Formal verification of pipelined processors with load-value prediction

The formal verification of pipelined processors with load-value prediction is studied. The formal verification is done by abstractions with the logic of equality with uninterpreted functions and memories (EUFM), using an automatic tool flow. Applying special abstractions in previous work had resulted in EUFM correctness formulas where most of the terms (abstract word-level values) appear in only positive equations (equality comparisons) or as arguments of uninterpreted functions and uninterpreted predicates, allowing us to treat such terms as distinct constants - a property we call positive equality. That property resulted in orders of magnitude speedup. However, the mechanism for correcting load-value mispredictions introduces both positive and negated equations between the actual and predicted load values, thus reducing significantly the potential for exploiting positive equality.
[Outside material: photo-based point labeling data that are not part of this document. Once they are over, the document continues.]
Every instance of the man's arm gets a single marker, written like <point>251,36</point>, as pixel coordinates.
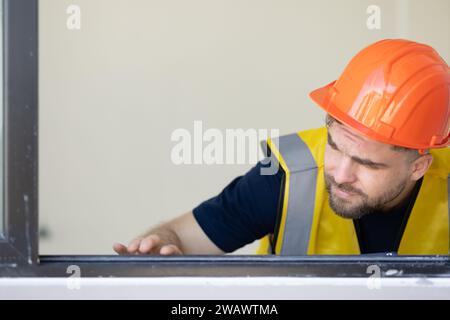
<point>182,235</point>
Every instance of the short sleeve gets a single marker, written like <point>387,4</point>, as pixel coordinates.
<point>243,212</point>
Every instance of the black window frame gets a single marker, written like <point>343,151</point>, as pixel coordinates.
<point>19,256</point>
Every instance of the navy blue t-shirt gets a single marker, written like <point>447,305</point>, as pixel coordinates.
<point>246,210</point>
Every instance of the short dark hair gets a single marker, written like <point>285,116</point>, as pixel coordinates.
<point>330,119</point>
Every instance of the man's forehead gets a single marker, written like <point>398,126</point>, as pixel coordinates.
<point>357,137</point>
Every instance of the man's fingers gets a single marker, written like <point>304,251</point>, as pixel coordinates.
<point>149,243</point>
<point>169,250</point>
<point>120,248</point>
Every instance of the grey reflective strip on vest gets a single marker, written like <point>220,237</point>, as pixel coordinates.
<point>302,192</point>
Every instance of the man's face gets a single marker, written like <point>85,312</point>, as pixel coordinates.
<point>362,175</point>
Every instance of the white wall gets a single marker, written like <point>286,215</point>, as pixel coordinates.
<point>112,93</point>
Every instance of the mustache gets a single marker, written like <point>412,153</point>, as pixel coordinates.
<point>343,186</point>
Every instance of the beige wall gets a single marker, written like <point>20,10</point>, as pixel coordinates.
<point>112,93</point>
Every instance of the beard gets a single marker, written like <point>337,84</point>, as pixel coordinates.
<point>361,204</point>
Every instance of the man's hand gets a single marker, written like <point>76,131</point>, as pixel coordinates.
<point>151,244</point>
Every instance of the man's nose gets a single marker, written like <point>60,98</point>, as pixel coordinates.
<point>344,171</point>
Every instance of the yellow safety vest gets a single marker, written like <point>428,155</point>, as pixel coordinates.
<point>307,224</point>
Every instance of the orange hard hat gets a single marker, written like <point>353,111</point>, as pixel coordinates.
<point>393,91</point>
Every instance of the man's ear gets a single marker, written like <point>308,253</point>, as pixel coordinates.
<point>420,166</point>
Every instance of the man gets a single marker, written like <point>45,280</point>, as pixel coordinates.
<point>374,180</point>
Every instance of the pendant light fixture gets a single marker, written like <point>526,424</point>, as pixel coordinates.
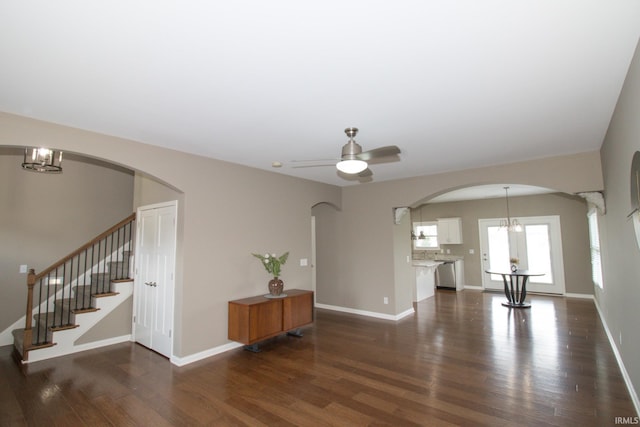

The contributions of the paper are: 1) modeling and formal verification of a pipelined processor with load-value prediction and a fully implemented mechanism for correcting load-value mispredictions, and comparison with the formal verification of a variant of the design where the load values are not predicted, such that the data hazards are avoided by stalling the dependent instruction; and 2) a way to abstract the mechanism for detecting load-value mispredictions, thus allowing the use of positive equality, at the cost of enriching the specification processor with the abstracted mechanism for detecting load-value mispredictions.